Improved Human Resources for Health Policies and their Effects on the Christian Health Association of Kenya

Alfredo L. Fort, Doris Mwarey, Patrick M. Mbindyo, Ann Yang


Background: Human resources for health (HRH) contribute to health system strengthening, universal health coverage, and improved health outcomes. Faith-based organizations (FBOs) play an important HRH role. An intervention was undertaken to improve HRH policies and management with a focus on the human element for wider impact on institutional and workforce capacity. 

Methods: Using purposive sampling of health workers in Kenya’s five regions, the evaluation included semi-structured interviews, workplace observations, and in-depth interviews. We examined perceptions of workplace status, situations, and processes before and after the intervention to assess changes over time. 

Results: HRH managers perceived large improvements in their offices, recruitment, promotion, availability of job descriptions and manuals, and appropriate payment of salaries.
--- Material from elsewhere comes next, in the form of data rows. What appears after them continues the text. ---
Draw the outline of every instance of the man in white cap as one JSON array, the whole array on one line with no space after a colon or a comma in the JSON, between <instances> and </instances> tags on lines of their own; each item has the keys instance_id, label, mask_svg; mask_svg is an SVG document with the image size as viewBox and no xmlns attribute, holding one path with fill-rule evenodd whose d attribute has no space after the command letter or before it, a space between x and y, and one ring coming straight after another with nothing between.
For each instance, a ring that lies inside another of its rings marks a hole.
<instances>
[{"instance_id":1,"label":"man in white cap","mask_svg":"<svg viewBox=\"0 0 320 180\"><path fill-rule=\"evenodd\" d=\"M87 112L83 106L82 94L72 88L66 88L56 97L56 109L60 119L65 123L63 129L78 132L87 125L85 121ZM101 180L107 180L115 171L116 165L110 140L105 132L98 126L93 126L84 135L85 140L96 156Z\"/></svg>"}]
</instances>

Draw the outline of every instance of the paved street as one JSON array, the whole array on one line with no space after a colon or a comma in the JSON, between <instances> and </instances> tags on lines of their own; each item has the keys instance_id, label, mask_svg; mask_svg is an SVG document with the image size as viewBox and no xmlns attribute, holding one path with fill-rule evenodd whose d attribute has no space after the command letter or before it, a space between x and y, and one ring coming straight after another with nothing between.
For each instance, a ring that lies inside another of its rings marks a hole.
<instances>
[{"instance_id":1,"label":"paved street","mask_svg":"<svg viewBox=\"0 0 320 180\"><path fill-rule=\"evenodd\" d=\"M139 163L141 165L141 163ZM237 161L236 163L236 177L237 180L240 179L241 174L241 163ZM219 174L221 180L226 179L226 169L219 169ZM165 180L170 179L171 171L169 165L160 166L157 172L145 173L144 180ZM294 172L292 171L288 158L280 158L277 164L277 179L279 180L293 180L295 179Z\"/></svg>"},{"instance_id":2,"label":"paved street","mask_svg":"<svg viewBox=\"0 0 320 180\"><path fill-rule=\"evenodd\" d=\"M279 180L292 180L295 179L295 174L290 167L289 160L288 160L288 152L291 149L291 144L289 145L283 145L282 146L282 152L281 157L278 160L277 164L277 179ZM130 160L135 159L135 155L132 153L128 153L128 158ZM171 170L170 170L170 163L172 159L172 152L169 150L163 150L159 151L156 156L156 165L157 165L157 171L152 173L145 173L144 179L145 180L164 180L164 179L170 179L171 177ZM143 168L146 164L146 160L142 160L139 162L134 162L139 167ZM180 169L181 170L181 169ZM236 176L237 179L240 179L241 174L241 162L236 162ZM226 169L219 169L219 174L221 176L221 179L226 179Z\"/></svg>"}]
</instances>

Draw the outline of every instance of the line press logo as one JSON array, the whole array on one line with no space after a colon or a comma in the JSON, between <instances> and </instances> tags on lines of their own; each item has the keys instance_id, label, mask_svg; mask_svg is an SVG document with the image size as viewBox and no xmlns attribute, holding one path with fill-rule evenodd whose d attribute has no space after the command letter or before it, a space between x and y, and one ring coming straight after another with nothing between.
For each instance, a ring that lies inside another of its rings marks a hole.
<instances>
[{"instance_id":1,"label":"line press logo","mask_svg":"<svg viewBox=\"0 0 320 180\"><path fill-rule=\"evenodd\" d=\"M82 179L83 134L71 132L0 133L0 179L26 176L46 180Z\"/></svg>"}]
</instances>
Perception scores started as low as 3.5 and reached as high as 9.4, with average differences ranging from 2.8 to 5.4 points. Health workers confirmed these changes as manifested by improvements in the proportion acknowledging increases in incentives and safety regulations (27% to 63.6% and 66.7%, respectively) between the time periods. Clients also perceived progress, such as more courteous workers (from 80% to 96%). 

Conclusions: CHAK’s adoption and dissemination of standard HRH policies and procedures improved its institutional capacity, HRH culture, and management practices. The positive long-term effects of such changes on the workforce and service delivery require confirmation through further research.